Click on ‘Files changed’ to see what changes are proposed in this pull request.

Each exercise has a pull request which proposes a change to the existing code. You can read about the reasons for the change in the issue linked from the pull request description. The issues contain questions to think about during review.

Your mission is to review the proposed changes! Provide your feedback on the pull request using comments, suggestions, and by giving your review. Note comments, suggestions and reviews are all done in the ‘Files changed’ tab.

linked-issue

Adding comments

To add a comment, click on the + or - by the line number. A blue box + will show up when you hover over a + or -. You can only comment on the green (new lines of code) or red (code removed) sections.

click-line-num

This will open up a box where you can write a comment on the code.

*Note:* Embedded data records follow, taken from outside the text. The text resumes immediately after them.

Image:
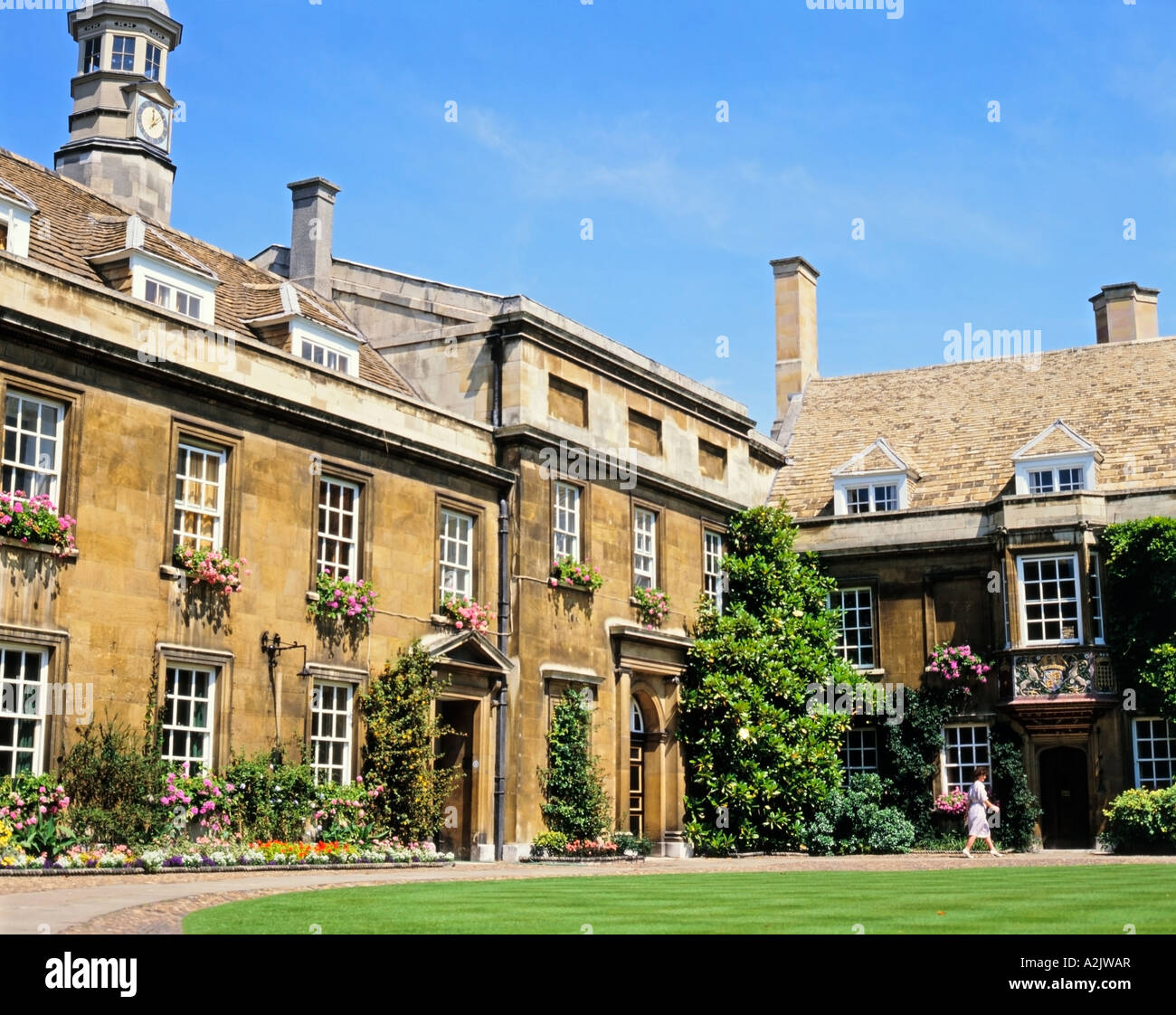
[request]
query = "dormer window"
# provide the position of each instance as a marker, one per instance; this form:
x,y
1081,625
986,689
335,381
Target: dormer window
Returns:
x,y
92,55
874,480
172,299
1057,461
153,62
124,57
330,359
1057,480
15,218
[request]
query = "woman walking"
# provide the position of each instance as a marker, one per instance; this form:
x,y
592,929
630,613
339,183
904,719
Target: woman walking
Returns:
x,y
977,814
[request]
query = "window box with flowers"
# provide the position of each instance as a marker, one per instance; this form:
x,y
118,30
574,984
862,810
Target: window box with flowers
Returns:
x,y
34,522
466,614
571,573
653,606
216,568
959,667
342,599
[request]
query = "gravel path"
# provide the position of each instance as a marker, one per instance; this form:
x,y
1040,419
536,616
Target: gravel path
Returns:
x,y
156,904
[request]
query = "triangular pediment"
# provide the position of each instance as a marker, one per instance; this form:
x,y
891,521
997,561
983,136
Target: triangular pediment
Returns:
x,y
466,649
877,458
1057,439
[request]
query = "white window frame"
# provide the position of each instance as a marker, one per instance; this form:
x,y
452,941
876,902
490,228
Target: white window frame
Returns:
x,y
324,356
191,508
172,298
119,57
1026,470
48,479
157,63
455,552
92,51
873,482
645,547
171,705
1168,740
16,215
329,513
867,745
1073,557
713,567
14,700
964,768
318,739
565,520
843,647
1097,623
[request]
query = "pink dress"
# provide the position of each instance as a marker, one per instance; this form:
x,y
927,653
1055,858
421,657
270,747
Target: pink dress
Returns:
x,y
977,811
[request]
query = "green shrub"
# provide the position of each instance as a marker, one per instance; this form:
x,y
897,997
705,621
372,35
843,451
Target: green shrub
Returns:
x,y
759,759
549,843
853,820
270,802
574,799
400,754
1141,821
110,783
627,842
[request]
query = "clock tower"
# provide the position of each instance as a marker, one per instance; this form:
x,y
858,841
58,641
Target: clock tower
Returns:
x,y
120,129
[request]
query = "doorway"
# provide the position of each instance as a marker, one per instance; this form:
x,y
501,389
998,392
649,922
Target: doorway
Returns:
x,y
455,751
1065,799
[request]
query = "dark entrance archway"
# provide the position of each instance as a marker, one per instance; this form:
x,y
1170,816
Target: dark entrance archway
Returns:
x,y
1065,799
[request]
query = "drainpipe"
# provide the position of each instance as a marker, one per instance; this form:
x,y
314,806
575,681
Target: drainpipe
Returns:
x,y
500,731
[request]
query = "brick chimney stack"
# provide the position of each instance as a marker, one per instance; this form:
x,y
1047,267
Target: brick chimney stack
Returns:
x,y
1125,312
795,281
310,233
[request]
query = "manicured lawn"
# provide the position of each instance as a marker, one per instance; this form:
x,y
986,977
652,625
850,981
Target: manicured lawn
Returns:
x,y
1058,900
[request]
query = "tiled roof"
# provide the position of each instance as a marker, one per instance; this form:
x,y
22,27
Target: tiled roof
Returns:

The comments support Markdown

comment-box

Write your comment, and click ‘Add single comment’. Try selecting multiple lines of code to add a comment.

nice-comment

Note there is an Start a review button. If you click ‘Start a review` rather than ‘Add single comment’, this will save all your comments until you finish the review. The difference between these is how many notifications (emails) the pull request author will receive.

Add single comment -> sends a notification to the pull request author for each comment you add.
Start a review -> send one notification when the review is submitted.

Which one of these you choose will depend on who you are working with. Some people prefer the instant collaboration in comments back and forth, some people do not want to get lots and lots of notifications. It’s a good idea to ask how someone how they would like to get feedback.

Adding suggestions

Suggestions are the same as comments, but you suggest an edit to the code that can be committed from the pull request. Click the suggestion icon in the comment box:

add-suggestion

The lines you have selected will show up. Edit this with what you think should be there. You can click preview to see your code changes.

suggestion-preview

Try committing changes from a suggestion.

Add your review

When you’re ready to add your review click the green Review changes button

review-button

You’re choices are:

  • Comment
  • Approve
  • Request changes

Bonus points:

  • What makes a pull request easy to review?
  • What makes a pull request difficult to review?